I'm fairly sure vfio-pci wasn't introduced until 4.2, though the lts kernel was probably updated with it later.

From Arch Linux Wiki:

vfio-pci is available in kernel v4.1+, and is the recommended option if your kernel supports it. You can check if this module is available by running:
$ modprobe vfio-pci
If there is no output, you're good to go. If instead you receive modprobe: FATAL: Module vfio-pci not found, use the guide further down for pci-stub instead.

I was using linux-lts because vfio passthrough was broken in the non-lts linux kernel, though it's been reported that it is fixed in 4.4+ kernel.

Anything of note in libvirt the config?

xD sorry then, I've never had any issues with the standard kernel.
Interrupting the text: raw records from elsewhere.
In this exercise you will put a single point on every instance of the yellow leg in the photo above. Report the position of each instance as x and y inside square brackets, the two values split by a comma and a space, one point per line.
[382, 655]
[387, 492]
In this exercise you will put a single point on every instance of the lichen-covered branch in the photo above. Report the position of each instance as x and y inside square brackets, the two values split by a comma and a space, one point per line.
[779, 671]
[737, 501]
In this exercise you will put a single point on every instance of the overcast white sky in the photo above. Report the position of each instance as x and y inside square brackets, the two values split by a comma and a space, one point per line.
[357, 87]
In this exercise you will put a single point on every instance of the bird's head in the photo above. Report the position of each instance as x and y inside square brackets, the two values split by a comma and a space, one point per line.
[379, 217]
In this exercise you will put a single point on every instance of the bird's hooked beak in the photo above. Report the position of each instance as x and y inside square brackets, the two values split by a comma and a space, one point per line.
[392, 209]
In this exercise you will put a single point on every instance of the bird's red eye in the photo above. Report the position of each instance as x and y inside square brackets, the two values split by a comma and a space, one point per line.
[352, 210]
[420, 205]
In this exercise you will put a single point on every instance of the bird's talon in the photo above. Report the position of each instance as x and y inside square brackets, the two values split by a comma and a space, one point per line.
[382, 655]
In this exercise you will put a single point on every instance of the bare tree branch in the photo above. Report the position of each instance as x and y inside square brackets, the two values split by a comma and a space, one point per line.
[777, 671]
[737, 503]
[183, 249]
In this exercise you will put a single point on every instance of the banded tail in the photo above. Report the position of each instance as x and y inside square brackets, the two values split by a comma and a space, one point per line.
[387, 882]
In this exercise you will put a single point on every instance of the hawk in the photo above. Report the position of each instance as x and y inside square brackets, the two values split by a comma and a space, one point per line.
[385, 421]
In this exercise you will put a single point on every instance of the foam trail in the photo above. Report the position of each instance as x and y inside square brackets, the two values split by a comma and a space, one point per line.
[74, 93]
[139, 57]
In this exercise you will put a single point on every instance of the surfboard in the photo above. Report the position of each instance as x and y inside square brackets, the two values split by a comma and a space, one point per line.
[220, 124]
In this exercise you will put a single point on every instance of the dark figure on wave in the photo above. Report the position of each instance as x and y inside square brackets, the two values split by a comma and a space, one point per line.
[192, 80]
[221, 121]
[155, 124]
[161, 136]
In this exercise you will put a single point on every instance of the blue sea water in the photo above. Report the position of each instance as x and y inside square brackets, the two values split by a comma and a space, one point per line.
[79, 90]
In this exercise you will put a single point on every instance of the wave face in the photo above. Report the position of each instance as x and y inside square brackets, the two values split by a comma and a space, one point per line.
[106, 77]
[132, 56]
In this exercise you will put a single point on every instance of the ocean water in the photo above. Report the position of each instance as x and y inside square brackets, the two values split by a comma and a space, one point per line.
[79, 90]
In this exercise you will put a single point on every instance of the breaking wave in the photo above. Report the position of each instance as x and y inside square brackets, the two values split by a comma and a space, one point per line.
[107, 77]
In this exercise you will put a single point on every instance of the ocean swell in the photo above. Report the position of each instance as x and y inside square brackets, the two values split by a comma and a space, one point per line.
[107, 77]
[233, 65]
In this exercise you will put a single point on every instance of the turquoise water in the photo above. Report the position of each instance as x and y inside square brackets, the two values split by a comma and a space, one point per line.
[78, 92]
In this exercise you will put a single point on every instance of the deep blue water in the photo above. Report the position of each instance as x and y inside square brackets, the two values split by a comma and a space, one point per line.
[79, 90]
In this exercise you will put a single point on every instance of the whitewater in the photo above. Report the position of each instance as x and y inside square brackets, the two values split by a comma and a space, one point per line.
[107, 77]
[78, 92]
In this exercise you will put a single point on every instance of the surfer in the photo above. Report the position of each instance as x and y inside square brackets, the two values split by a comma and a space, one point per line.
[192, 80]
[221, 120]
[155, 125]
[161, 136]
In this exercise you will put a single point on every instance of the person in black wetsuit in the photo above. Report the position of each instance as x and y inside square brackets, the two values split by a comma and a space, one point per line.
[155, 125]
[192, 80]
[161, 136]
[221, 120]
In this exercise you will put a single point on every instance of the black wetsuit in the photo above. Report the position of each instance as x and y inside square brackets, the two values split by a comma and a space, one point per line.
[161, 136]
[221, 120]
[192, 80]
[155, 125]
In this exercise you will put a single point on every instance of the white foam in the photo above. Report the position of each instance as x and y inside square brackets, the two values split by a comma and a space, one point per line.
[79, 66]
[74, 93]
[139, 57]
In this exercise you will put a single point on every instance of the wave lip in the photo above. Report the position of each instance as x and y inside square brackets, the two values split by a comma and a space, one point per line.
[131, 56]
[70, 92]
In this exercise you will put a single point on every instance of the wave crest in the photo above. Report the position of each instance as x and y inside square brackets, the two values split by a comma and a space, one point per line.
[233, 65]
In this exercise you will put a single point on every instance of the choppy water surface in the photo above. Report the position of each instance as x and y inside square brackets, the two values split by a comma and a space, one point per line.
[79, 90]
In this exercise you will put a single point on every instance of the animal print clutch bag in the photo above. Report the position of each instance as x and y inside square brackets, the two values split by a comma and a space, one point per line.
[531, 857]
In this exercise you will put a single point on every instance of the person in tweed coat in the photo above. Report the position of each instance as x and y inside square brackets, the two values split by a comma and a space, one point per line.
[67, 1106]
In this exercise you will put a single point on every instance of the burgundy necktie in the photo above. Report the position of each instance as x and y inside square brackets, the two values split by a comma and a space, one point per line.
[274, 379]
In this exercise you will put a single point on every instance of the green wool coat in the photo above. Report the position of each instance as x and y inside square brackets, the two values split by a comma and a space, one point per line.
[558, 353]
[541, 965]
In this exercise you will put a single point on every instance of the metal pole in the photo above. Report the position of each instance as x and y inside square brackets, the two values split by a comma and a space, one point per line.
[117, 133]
as for the config, I cant spot anything for ovmf, are you absolutely sure this was setup as uefi? it's possible i just overlooked it.
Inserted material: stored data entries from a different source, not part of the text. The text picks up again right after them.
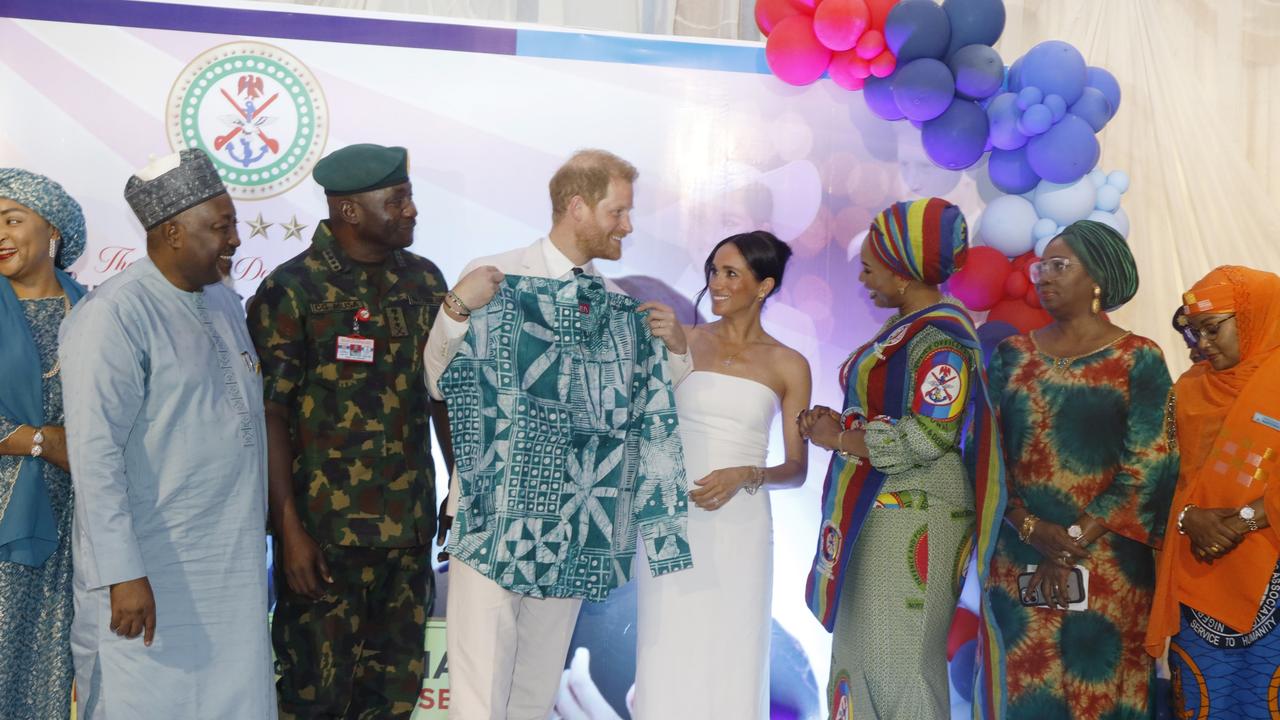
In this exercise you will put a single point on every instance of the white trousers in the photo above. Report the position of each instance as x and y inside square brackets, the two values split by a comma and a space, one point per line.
[506, 650]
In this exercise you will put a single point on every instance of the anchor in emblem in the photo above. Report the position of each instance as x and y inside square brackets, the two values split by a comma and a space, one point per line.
[247, 123]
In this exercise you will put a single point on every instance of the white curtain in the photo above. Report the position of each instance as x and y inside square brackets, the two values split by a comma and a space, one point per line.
[1196, 130]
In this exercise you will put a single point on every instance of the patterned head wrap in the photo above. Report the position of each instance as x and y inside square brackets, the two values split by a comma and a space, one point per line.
[50, 201]
[1106, 258]
[172, 185]
[926, 240]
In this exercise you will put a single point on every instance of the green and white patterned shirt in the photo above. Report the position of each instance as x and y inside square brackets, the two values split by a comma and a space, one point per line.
[566, 441]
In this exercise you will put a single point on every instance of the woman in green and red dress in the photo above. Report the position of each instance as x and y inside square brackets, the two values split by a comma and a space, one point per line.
[1091, 472]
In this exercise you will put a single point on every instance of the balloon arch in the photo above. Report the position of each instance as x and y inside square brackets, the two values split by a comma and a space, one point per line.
[1036, 121]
How would one set up as UEFI? I did wonder about the BIOS / UEFI setting in virt-manager:

Thing is that I did everything relating to the VM in GUI as the command line method failed me as well so I am not sure how I would do anything with ovmf from the GUI.

ahh sorry, must've read over that. you have the change it to ovmf before the first boot. so like at the end of the setup select customize before install or something

http://vfio.blogspot.com/2015/05/vfio-gpu-how-to-series-part-4-our-first.html (here's a guide that i fancy)

edit: he also goes over setting up cpuset and hugepages which will improve vcpu performance and overhead a bit.

So it should be set to UEFI and no BIOS, makes sense. It's greyed out for me (not found). It doesn't mention where ovmf is coming from, where do I define ovmf location?